There is much uncertainty about the production of plates by the photogravure method; and although great improvements have been made in the process, it is often necessary to produce several plates before a satisfactory one is obtained. In all these reproductive processes the more artistic the workman the better the result; this is especially true of photogravure, in which the aim is to come very much nearer to the original work of the artist designer than in the less perfect processes.

The method of Rousillon, which was adopted by Goupil in the production of photogravure plates in the early days of the process, was to prepare the surface of the plate with a secret preparation of certain salts, which crystallized under the action of light, so that when exposed under the negative the surface was broken up by this crystallization more or less, according to the amount of light the negative permitted to reach it. The plate with its crystallized surface was then electrotypes, and the electrotype was the plate used for printing. It was a deposit process, as opposed to an etching process.

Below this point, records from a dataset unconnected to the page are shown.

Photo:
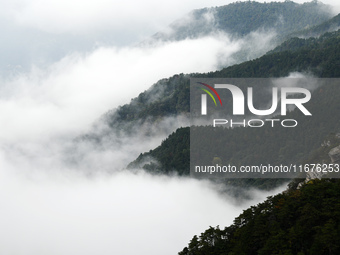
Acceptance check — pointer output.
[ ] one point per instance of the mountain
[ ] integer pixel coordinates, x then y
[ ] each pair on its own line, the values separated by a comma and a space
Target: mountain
303, 221
241, 18
321, 58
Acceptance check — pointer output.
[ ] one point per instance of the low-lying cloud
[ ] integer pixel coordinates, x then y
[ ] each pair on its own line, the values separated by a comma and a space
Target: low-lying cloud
61, 197
124, 213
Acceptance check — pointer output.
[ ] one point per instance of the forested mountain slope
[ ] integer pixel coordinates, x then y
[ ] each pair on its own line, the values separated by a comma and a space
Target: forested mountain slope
241, 18
321, 58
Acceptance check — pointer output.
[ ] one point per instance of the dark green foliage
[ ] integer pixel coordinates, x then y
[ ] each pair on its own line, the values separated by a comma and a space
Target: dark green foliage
165, 98
304, 221
173, 155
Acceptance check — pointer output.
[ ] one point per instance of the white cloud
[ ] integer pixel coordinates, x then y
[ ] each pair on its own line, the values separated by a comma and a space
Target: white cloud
74, 92
120, 214
84, 16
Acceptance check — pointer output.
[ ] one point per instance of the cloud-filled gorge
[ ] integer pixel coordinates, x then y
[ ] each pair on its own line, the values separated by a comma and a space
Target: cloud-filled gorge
90, 206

Photogravure plates are made also by the use of the grain screen, in which the reticulations of the screen take the place of the bitumen powder in producing a grain; it is the inversion of the method by means of which points and lines are produced in the relief block. It has not, however, come much into favour, probably owing to the greater coarseness of the grain and the consequent loss of softness in the tones. An application of this method has, however, been made in the development known as the Rembrandt intaglio process. It is a secret Rembrandt Intaglio Process. process; but the secret lies more in the press by which the plates are printed than in the plates themselves, which are intaglio plates made with a very fine screen and bent to a cylinder. The attempt to print photogravure plates by machinery was given up because the plates were so shallow they would not stand the wear and tear, and their life was too short and the results too indifferent; but the use of the grain screen renders possible stronger, deeper plates, that will stand harder wear. There is little doubt that the machine used is some form of the machine used to print wall-papers, in which there is a central cylinder engraved with the design, inked by rollers with which it comes in contact. The ink not only fills up the intaglio or sunk portion which has to print the design, but covers as well the whole surface of the plate. To clean this surface, leaving ink only in the sunk dots and lines, another metal cylinder is employed, ground and grooved somewhat like the shaft of the common steel of the dinner table used to sharpen knives, the grooved surface of which, passing over the engraved cylinder, scrapes clean its inked surface, leaving ink only in the sunk portions, which will, as the cylinder comes in contact with the paper, deposit itself and print the picture. The results produced by the Rembrandt intaglio process are softer and smoother than those given by photogravure, and they are free from the gritty qualities which occasionally characterize photogravure; but they lack the brilliancy and depth of the latter. The process on the whole is less costly to use, mainly because the printing is so much more rapid, and is turned out by a machine instead of by hand.